The future of the Indus Water Treaty is uncertain, as India sent a notice on 25 January 2023 to Pakistan about the treaty renegotiation, while Pakistan seemed to clutch on the “unilateral” decision of seeking the resolution mechanism by approaching the Court of Arbitration.
The issue of the amendment notice continues to be a point of contention between India and Pakistan. While the World Bank, their guarantor, has maintained and funded the treaty so far and agreed to acknowledge the applications of India and Pakistan througout the treaty.
The recent modification of the Treaty that India put forward is according to it's Article IX, which states a hierarchical amendment for the Settlement of Differences and Disputes. A step-by-step method to use the three resolution mechanisms is the expected amendment by India. However, disputes persist due to distrust and conflicts between countries over two significant projects: Kishanganga (Neelum) and Ratle.
On September 19, 1960, in Karachi, a treaty was signed between India and Pakistan, the Indus Water Treaty, a landmark agreement between both the countries that has facilitated co-operation and peace in the region. It governs the use of six rivers - the Indus, Jhelum, Chenab, Ravi, Beas, and Sutlej - that flow through both countries.
Under the treaty, India was given charge of the Eastern rivers: the Beas, Ravi, and Sutlej, while Pakistan was granted the Western rivers, the Indus, Jhelum, and Chenab. This arrangement allowed both nations to develop their respective agricultural and hydroelectric power industries while ensuring equitable distribution of water resources.
According to the information provided in a case study on the treaty, World Bank had stated before signing the treaty that the “entire flow of the eastern rivers to be allocated to India, and all of the western rivers, except a small amount from the Jhelum, to be allocated to Pakistan.”
The treaty also established a Permanent Indus Commission that held two commissioners from each country who would meet annually to “establish and promote cooperative arrangements for the treaty implementation; promote cooperation between the Parties in the development of the waters of the Indus system; examine and resolve by agreement any question that may arise between the Parties concerning interpretation or implementation of the Treaty; submit an annual report to the two governments.”
A neutral expert was appointed to handle any dispute situations as the second resolution mechanism if the commissioners couldn’t resolve the conflicts and settle for an agreement. If the case goes beyond the neutral expert's ability to determine and negotiate, then the resolution mechanism of appointing the Court of Arbitration should have opted. The World Bank straightforwardly explained the three resolution mechanisms as: ‘questions’ are handled by the Commission; ‘differences’ are to be resolved by a Neutral Expert; and ‘disputes’ are to be referred to a seven-member arbitral tribunal called the ‘Court of Arbitration.’
Followed by this, the two giant Indian projects - Kishanganga (Neelum) and Ratle hydropower were the primary reasons for the objection of Pakistan.

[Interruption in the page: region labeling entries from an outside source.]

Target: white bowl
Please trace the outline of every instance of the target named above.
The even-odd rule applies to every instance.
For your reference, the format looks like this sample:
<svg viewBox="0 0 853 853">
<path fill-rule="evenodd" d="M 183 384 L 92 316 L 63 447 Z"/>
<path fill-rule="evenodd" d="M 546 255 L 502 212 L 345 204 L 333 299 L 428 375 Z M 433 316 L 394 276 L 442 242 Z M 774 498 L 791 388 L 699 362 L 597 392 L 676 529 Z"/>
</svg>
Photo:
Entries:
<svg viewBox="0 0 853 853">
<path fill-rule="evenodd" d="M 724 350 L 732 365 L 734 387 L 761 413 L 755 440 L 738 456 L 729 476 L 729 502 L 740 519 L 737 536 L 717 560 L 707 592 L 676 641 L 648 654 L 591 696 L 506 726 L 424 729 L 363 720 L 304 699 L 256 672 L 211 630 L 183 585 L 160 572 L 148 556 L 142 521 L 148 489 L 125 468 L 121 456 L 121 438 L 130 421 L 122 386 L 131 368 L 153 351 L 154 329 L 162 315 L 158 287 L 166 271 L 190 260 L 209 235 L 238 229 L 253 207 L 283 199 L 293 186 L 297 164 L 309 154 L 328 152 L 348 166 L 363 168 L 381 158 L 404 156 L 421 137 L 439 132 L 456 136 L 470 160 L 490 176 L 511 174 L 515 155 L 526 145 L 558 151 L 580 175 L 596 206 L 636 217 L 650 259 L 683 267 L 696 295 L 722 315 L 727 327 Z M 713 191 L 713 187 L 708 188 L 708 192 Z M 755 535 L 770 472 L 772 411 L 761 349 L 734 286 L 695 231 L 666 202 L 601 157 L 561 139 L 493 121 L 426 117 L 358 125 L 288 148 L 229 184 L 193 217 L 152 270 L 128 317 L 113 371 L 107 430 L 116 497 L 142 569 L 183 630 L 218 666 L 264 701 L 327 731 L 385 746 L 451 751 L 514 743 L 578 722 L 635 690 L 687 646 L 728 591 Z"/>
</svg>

In 2016, Pakistan directly proposed a unilateral decision to adjudicate this situation through the Court of Arbitration despite the request put forth by India to appoint a neutral expert in 2015.
In response to this situation, in 2016, the World Bank decided to process a parallel remedy by allowing a neutral expert along with the Court of Arbitration, which further complicated the situation. Notably, it was an unfavorable decision for India because, foremostly, their project construction would be vulnerable to injunctions as the Court of arbitration had the powers to do so. Injuncting the projects would pause the project in which India had invested handsomely.
Secondly, Pakistan opting for the court's decision as a resolution mechanism unilaterally violated Article IX, which is translucently stated in the treaty that follows a “graded mechanism of dispute settlement.” Abrogating the treaty was an extreme thought altogether.
Furthermore, in 2016, the World Bank realized the negative impact of this simultaneous solution and changed its decision. It put forward a mutually agreeable solution between India and Pakistan to discuss and resolve and withdraw the former parallel process.
Hereafter, between all the annual meetings held from 2017 to 2022, the conflicts between both countries persisted, and Pakistan disagreed to discuss the issues mutually. The disputes continued over the Kishanganga and Ratle Project, which India constructed on the Eastern Rivers rightfully. Pakistan claimed India for the diversion of the streams despite receiving the net water amount they were sanctioned.
These decisions and steps altogether did not bring peace; recently, on March 31, 2022, World Bank took the same conclusion of employing simultaneous resolution mechanisms by appointing a neutral expert along with the arbitration arrangement. This triggered India to amend and modify the treaty on January 25 for the first time after it was signed in 1960 when it sent a notice to Pakistan for a diplomatic solution.
It concerns Article XII of the treaty that states, “The provisions of this Treaty may from time to time be modified by a duly ratified treaty concluded for that purpose between the two Governments.” India has convened Pakistan to appoint two commissioners and has asked to strictly follow the resolution mechanisms' hierarchical approach instead of a direct abrogation.